Given the research aims, the primary outcome is change in body fat mass from baseline to 12 weeks. Our secondary outcomes include glucose tolerance, serum lipids and inflammatory markers, and objective and subjective measures of food intake and appetite. To better understand the mechanisms by which yellow pea fibre may impact metabolism, we will also undertake exploratory mechanistic studies on changes in intestinal microbiota and in vivo metabolism assessed using metabolomics analysis.

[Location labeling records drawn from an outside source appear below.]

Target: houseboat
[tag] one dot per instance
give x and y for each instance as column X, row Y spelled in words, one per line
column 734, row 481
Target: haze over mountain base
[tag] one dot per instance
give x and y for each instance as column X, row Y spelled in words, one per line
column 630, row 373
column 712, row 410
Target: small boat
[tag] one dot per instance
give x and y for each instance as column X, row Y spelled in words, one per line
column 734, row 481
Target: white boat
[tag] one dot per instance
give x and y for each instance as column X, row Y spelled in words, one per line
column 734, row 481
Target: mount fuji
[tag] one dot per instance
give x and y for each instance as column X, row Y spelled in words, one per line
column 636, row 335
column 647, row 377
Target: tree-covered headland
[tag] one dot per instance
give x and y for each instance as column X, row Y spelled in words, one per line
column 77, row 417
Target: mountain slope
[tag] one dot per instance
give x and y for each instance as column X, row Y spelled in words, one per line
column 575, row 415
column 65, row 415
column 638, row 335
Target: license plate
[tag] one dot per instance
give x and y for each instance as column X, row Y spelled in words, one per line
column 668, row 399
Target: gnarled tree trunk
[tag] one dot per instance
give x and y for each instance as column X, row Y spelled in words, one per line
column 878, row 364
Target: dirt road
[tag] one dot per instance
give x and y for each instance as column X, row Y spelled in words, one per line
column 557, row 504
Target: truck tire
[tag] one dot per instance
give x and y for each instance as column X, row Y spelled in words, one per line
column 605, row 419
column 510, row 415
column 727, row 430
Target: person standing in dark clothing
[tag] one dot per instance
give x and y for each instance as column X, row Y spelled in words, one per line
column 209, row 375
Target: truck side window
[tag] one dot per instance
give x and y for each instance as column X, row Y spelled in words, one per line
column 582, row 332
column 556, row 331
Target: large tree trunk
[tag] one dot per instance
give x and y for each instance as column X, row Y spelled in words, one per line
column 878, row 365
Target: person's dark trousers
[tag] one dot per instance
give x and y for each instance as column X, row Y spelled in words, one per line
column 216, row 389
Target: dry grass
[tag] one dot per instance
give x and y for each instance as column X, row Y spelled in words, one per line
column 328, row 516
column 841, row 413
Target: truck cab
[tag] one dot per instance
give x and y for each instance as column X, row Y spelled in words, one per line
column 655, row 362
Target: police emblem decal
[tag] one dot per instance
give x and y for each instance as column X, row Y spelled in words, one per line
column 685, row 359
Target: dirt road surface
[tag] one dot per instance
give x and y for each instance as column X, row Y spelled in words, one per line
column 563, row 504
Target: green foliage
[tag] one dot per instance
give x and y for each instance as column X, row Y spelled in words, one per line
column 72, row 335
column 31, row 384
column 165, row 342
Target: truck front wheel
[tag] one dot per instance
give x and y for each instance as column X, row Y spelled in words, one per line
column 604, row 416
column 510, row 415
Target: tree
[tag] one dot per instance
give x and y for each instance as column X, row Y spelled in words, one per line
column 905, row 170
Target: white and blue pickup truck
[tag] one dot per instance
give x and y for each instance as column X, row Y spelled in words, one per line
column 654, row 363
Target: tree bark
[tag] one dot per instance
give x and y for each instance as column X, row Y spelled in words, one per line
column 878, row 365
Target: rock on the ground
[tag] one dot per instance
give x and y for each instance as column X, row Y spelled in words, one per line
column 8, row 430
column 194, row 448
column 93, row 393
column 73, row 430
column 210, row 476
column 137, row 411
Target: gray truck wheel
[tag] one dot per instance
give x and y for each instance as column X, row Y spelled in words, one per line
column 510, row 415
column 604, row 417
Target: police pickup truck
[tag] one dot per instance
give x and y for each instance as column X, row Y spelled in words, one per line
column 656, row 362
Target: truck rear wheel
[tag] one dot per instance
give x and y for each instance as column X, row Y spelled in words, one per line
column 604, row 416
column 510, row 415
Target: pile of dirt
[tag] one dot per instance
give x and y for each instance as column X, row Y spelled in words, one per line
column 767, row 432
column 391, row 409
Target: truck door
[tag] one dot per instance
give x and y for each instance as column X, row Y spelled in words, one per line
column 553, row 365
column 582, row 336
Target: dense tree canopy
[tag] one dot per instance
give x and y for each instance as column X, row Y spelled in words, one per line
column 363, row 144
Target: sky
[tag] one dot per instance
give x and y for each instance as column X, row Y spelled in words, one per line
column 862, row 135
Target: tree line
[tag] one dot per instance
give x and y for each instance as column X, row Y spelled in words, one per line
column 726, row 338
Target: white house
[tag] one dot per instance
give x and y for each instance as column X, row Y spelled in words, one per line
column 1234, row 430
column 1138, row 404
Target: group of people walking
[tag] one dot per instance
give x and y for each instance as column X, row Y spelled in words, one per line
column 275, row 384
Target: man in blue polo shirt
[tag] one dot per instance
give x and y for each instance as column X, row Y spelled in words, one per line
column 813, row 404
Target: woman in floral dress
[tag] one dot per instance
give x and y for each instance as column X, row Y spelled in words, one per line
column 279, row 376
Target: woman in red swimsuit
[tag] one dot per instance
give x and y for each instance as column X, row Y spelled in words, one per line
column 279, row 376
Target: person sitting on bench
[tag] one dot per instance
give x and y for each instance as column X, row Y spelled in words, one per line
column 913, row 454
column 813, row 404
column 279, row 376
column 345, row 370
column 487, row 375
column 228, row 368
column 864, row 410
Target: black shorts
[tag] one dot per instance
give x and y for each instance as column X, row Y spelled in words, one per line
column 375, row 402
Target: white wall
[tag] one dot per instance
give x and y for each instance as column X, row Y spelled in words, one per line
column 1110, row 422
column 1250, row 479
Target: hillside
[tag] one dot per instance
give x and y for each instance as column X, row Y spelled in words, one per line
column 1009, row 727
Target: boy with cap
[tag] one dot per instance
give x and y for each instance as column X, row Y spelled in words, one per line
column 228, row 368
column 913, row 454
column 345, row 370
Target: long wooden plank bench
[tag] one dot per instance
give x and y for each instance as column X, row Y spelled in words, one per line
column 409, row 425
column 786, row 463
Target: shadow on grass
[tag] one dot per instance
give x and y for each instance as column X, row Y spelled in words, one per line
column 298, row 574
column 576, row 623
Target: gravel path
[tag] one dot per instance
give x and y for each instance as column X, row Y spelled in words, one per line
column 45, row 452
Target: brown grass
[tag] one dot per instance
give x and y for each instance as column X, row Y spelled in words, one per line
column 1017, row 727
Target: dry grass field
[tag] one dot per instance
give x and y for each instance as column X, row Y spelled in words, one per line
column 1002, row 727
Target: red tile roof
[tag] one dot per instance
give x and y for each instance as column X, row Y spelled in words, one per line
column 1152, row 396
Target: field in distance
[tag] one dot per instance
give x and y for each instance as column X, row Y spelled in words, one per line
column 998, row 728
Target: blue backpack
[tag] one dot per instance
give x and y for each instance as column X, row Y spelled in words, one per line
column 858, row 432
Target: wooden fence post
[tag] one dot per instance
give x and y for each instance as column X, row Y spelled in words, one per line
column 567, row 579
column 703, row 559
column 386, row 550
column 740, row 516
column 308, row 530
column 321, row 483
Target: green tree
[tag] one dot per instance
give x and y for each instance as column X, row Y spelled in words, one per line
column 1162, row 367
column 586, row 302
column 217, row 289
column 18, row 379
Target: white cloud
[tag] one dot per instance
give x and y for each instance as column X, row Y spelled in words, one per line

It is first hypothesized that the group consuming the pea fibre will have a greater reduction in body fat compared to the control group. Second, it is predicted that at follow-up the pea fibre group will have lower fasting insulin concentrations and reduced glucose and insulin excursions during an oral glucose tolerance test (OGTT). Third, it is expected that the pea fibre group will have greater ratings of fullness and a reduction in ad libitum energy intake compared to control. Finally, it is anticipated that supplementation of pea fibre will beneficially alter gut microbiota and induce a unique serum and fecal water metabolite signature reflective of the changes in body fat mass.